A good portion of serious recreational players, and most pros, do indeed
track their own play. They write down their starting and ending point total, so
they know the number of hands they've played. And several people I know keep a
spreadsheet with play by session, including number of hands played, amount
won/lost, and the percentage return of that session. Some people write down
every quad, and every Royal scare. Whatever floats your boat!
I'm guessing Steve doesn't actually play much VP in casinos. Please correct
me if this impression is wrong.
Brian
···
=================================
In a message dated 8/6/2006 10:57:57 AM Pacific Standard Time,
groups.yahoo@verizon.net writes:
--- In vpFREE@yahoogroups.com, Steve Jacobs <jacobs@...> wrote:
On Saturday 05 August 2006 2:37 pm, Harry Porter wrote:
> Steve Jacobs wrote:
Let me ask you this -- do you _ever_ keep track of the actual number
of hands you play during a session, and compute the exact ER that
you achieved for that session?

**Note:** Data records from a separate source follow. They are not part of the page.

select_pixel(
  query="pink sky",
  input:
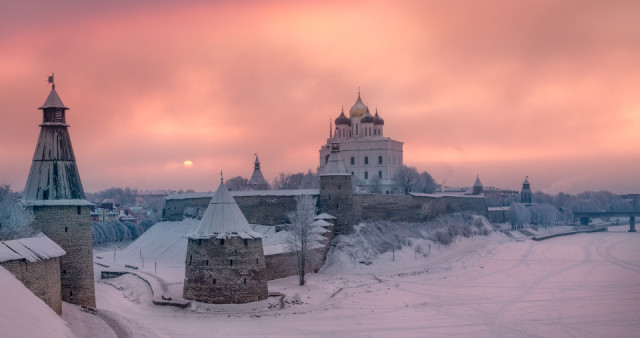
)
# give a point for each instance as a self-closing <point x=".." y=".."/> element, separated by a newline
<point x="503" y="89"/>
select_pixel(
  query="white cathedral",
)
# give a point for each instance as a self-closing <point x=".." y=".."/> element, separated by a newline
<point x="370" y="157"/>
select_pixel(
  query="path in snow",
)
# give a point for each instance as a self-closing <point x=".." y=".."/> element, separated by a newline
<point x="582" y="285"/>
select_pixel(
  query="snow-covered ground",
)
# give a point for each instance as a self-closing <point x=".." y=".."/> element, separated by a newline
<point x="581" y="285"/>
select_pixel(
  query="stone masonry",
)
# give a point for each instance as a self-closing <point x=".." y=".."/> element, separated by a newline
<point x="225" y="271"/>
<point x="41" y="277"/>
<point x="70" y="227"/>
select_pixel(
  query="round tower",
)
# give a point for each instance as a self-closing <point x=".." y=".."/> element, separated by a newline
<point x="526" y="196"/>
<point x="336" y="192"/>
<point x="54" y="192"/>
<point x="225" y="261"/>
<point x="477" y="186"/>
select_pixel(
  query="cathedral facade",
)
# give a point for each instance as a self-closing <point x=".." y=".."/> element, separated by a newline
<point x="371" y="158"/>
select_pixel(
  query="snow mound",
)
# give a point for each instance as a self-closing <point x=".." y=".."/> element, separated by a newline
<point x="22" y="314"/>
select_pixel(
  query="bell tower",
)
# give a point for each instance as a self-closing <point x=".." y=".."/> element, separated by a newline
<point x="54" y="192"/>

I'll bet you don't, and I'll bet there are
very few player who do (I'm tempted to claim "none" here, but then
I think of Monk...). Why? Because players don't REALLY care about
about the number of hands they've played and how that relates to
their performance.
I guess you should call me "Monk". I compute the number of hands I play
from my coin-
in. I know my win/loss in dollars or bets, and therefore I know the exact ER
for every
session (exact, in so far as the "points" are indeed accurate; hence I
periodically manually
check them). I'd also guess that others here do or could do the same
computaion (since
they keep track of their win/loss and points)-- but it's only a guess.